The dirt road to Kigoma goes along almost 300km along the Burundian border. Here came another evil. In addition to the reckless bus driving, there are a huge number of vehicles for aid organizations here. These are even more ruthless than the bus drivers. Every day I was deliberately pushed off the street several times. My middle finger was quite often used. By no means will I ever again support an aid organization in my life that I have seen here.
Due to the difficult situation in Burundi, several refugee camps are located here. The United Nations reports nearly 500 deaths last year; Recent data suggests that up to 1,500 people in the conflict between government and opponents of the regime may have died between April 2015 and April 2016, including 690 civilians. The African Union has refrained from plans to send a peacekeeping force; the taboo was too great to intervene against the will of a member state.
My list of the top 5 archenemies now looks like this:
Tanzanian bus driver
East African children
Of the many dust which stir up the vehicles, everything is just covered on the side of the road. Often I had to stop when vehicles drove past me because you could not see anything for a while.
In the villages I only stopped to buy water. Most of the time, a bunch of people stood around me in no time to just stare at me. The landscape is totally bleak here. On the one hand contributes to the slash and burn and also covers all the dust from the street the whole. On the 300km long corrugated run, I always had two songs in my head:
After 9 days I finally reached Kigoma on the shores of Lake Tanganyika. Moral and physically pretty much in the end. Actually I wanted to camp at the Jakobsen Beach Camp. This was much too expensive for me. The Aqua Lodge is being renovated but the manager still allowed me to pitch tent right on the shore. I was very lucky and was able to make a trip with the MV Liemba 3 days later. This only goes to Mpulungu in Zambia every 2 weeks.
The Liemba was built in 1913 as a steamship in Germany and armed during the First World War. Until May 16, 1927, it bore the name Goetzen, named after Gustav Adolf Graf von Goetzen. It was intended to promote the transport of goods on Lake Tanganyika, located in the former German colony of German East Africa and with the Belgian colony of Congo.
The ship was converted to an auxiliary warship during the First World War. When the German troops had to give up Kigoma on their retreat, the German Navy ordered commanders to sink the Goetzen.

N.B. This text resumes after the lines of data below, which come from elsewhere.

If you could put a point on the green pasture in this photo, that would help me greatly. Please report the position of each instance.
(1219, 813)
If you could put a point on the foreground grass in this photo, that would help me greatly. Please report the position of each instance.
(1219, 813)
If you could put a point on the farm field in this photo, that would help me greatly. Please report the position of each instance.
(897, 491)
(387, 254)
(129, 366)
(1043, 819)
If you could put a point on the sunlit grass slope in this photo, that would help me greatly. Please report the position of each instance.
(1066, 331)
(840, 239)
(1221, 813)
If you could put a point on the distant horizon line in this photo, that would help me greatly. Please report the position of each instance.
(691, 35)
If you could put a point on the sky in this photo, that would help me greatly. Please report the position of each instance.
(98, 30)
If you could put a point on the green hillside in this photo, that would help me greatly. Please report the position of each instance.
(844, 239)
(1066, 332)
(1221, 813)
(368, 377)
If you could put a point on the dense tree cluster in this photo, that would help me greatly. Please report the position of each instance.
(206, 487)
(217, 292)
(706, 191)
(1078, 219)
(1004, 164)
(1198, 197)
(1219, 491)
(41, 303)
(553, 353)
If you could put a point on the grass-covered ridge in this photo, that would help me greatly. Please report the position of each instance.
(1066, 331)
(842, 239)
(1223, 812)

The ship's engineer had the major parts lubricated with grease before opening the seacocks and flooded the ship on July 26, 1916 at a depth of about 20 meters near the shore in the Katabe Bay. The ship was lifted from 1918 by the Belgians. Due to the beginning of the 1960s in the region erupting civil wars Liemba has been used since 1962 by the UNHCR often as a refugee van.
The ship is managed since 1977 by the Tanzania Railways Corporation (TRC). The Liemba is today the only large passenger ship that operates regularly on the lake. In part, it is only small villages that have no port. The loading and unloading takes place almost exclusively on small barges, since landing bridges are only in Kigoma, Kasanga and Mpulungu.
The ticket costs four times as much for foreigners as for locals. Such things are just making me a huge hit here in Africa. Everyone believes that the white Muzungus are rich people. Sometimes, when you are constantly begged for money, you almost go crazy. I paid 75.- US dollars for a ticket in third grade and fell asleep on the deck. Apart from that, the ride was a real experience and I came in contact with some very nice people. For example, Katharina, who works as a midwife in Chad, originally from Germany and has worked for a long time in Switzerland. She was accompanied by Herman, a friend from Hanover. The two drove all the way from Kigoma to Mpulungu every now and then. They invited me for lunch in their cabin. Many Thanks!
With a day delay we arrived after 3 days drive in Mpulungu. For this cruise, the expendable trip to Kigoma was definitely worth it. I am glad that I survived Tanzania without an accident. Unfortunately I can not recommend this country for other cyclists because of the bad roads and the ruthless driver. It's a pity, because there is a lot to discover and is very attractive in the countryside (if not everything is burnt down).